Journal «Angiology and Vascular Surgery» • 

2011 • VOLUME 17 • №3

Choice and stages of a surgical intervention in patients with infrarenal abdominal aortic aneurysms and combined lesions of the coronary bed and brachiocephalic arteries

Chernyavskii A.M.1, Karpenko A.A.1, Rakhmetov N.R.2, Dyusupov A.A.2, Masalimov E.O.2, Bulanov B.S.3, Sagandykov I.N.3, Ghusupov S.M.3
1 Centre for Surgery of the Aorta, Coronary and Peripheral Arteries, Centre for Hybrid and Vascular Surgery, Federal State Facility «Novosibirsk Scientific Research Institute for Circulatory Pathology-named after Academician E.N. Meshalkin under the Federal Agency for High-Technology Medical Care», Novosibirsk, Russia
2 Chair of Surgery №1 State Medical University of the city of Semei, Republic of Kazakhstan
3 Republican Scientific Centre of Emergency Medical Care, Astana, Republic of Kazakhstan
4 Municipal Hospital №1, Pavlodar, Republic of Kazakhstan

The authors have investigated and describe herein the outcomes of surgical management of two groups of patients presenting with uncomplicated infrarenal abdominal aortic aneurysms (AAA) and operated on within the time frame from 1998 to 2010 by means of various treatment modalities for concomitant lesions of the coronary bed and brachiocephalic arteries.

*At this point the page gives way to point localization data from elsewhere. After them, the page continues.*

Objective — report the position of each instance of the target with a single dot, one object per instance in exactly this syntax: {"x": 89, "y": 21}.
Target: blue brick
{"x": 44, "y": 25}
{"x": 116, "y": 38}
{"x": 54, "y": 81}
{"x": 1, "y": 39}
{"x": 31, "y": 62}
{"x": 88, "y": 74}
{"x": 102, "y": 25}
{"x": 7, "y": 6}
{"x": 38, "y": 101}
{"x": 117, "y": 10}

Group One comprised a total of sixty-nine patients having endured surgical treatment for AAA on the background of medicamentous prevention of possible cardiac and cerebral complications. This group included the patients treated in the settings of the Department of Vascular Surgery of the Medical Centre of the State Medical University of the city of Semei and Municipal Hospital №1 of the city of Pavlodar. Group Two comprised a total of eighty patients subjected, if indicated, as the first stage to surgical correction of circulatory disorders in the system of the coronary bed and brachiocephalic arteries, with the final stage being an intervention on the abdominal aorta. These patients underwent treatment at the Novosibirsk Scientific Research Institute of Circulatory Pathology named after Academician E.N. Meshalkin (hereinafter referred to as NSRICP).

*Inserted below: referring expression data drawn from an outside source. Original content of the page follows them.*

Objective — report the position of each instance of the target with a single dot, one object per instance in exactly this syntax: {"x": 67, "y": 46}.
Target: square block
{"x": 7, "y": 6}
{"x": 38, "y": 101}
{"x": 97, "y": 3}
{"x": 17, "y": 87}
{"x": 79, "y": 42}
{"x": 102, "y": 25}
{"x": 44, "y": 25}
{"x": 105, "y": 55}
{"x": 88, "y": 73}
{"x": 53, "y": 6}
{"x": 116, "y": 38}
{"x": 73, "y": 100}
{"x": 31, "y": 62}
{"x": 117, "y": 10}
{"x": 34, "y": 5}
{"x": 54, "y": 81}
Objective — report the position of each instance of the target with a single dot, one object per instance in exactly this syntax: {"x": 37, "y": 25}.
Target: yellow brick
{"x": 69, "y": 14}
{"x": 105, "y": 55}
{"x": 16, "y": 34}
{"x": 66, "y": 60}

The obtained therapeutic outcomes were analysed in both immediate and remote postoperative periods. The long-term results within the time frame ranging from 12 months to 12 years were followed up in forty (58%) Group One patients and within the terms varying from 12 months to 6 years in fifty-seven (71.2%) Group Two patients.

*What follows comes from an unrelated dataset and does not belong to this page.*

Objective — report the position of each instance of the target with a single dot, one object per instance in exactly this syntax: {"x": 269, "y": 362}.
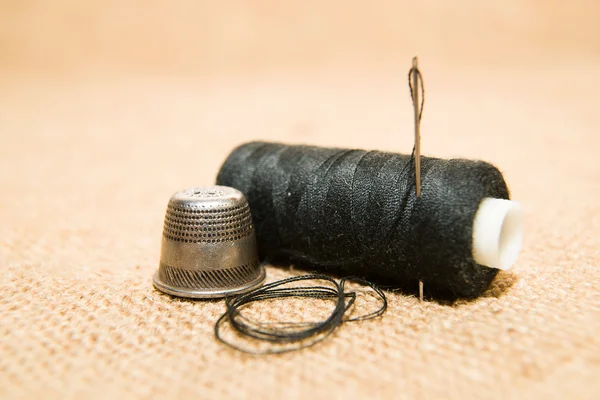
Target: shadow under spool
{"x": 355, "y": 212}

Analysing the findings obtained showed that combined lesions of the coronary bed were observed in 88.4% of cases in Group One and in 80.0% of Group Two patients. Concomitant lesions of the brachiocephalic arteries were diagnosed in 15.9% of Group One patients and in 38.7% of Group Two patients. Preliminary surgical correction of the coronary blood flow made it possible to decrease the complication rate from 10.1% to 1.2% in the early postoperative period, and form 15.0% to 1.7% in the remote postoperative period, as well as to dramatically decrease the perioperative lethality rate from 23.2% to 7.5%. Surgical correction of haemodynamically significant lesions of the brachiocephalic arteries prior to the main stage of the operation made it possible to decrease the incidence rate of the development of acute cerebral ischaemia (ACI) in the remote period from 12.5% to 1.7%. The actuarial 5-year survival rate in Group One patients was 77.5%, with that for Group Two patients amounting to 91.3%.

KEY WORDS: abdominal aortic aneurysm, coronary bed, brachiocephalic arteries.